As I was climbing on all fours (stupid idea) up this near vertical wall of sand, each upward lunging foot or handhold would immediately sink back to where it had come from. My heart pounded (pulse 176), my lungs screamed and when I paused to recover rivers of disturbed sand would flow steadily down from above, to exaggerate the futility of this exhausting enterprise. Watching the sand brought the song straight back – “The sands of time are eroded by the river of constant change”.
Gradually making our way south, our general direction was Spain, but also wanting to steer clear of the busy coastal area around San Sebastian (sob, sob we’d just love to call in for some Pintxos). With N10 motorway (mostly) free we made good progress towards Dax and on to an overnight aire at Salies-de-Béarn. Saline water naturally occurs here and our aire was behind the salt factory.
Useless fact 433 – Did you know, “Wagon trains did NOT form a circle overnight or during rest periods for protection from Indian attacks. It was simply to create a makeshift stockade to stop their animal escaping!.

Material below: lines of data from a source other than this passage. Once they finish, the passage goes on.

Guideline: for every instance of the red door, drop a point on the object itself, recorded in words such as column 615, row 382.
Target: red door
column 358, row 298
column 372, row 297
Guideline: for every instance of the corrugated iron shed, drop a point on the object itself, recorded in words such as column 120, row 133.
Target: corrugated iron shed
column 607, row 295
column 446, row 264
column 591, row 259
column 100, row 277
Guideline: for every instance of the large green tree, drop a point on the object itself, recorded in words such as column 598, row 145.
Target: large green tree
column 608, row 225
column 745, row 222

Leaving France was uneventful, the first sign we had crossed into Spain was the price of diesel at 0.95€. As EU countries there is no obvious border between France and Spain. But the N-135 from Saint-Jean-Pied-de-Port (France) to Pamplona does involve crossing a mountain range and negotiating a few wriggly bits of road!
As we were still right in the heart of the Basque country the signs in two languages continued to challenge us but we eventually shook off Pamplona and headed first for Estella, then up to Baquedano. This small town is in on the southern fringe of the mountain range that is part of the Urbasa-Andia Natural Park.
Getting to the parking spot for our walk involved a tricky narrow road with concrete ditches to the side. Luckily all the traffic was going in the same direction as us and we soon realised they were all going on the same walk as us. We managed to squeeze Margo into the fast filling car park, as the rains continued falling and still there were more families arriving. However, a quick check and we found we’d chosen to come to a very popular spot on a bank holiday Monday! But, if we waited for the crowds to disperse the chances were the rain would also ease.
Astonishingly by the time we set off, all the crowds had disappeared and were well on the way through the 7km round trip to the waterfalls near Nacedero del Urederra. Coming in autumn was just fantastic with the russet reds, orange, green and yellows colours combining with the blues, greens and white of the river beautifully.
The river is astonishingly beautiful, with some section of the river of a unreal aqua blue colour.
In spite of the compulsory mask wearing (when anyone was about) the walk to see the source of the Urederra river was just brilliant. We’d avoided most of the rain and the crowds. It was great to be out and seeing nature at it’s best, watching the water finding its path, falling over the rocks and changing course to find its way around the boulders . “The sands of time are eroded by the river of constant change”.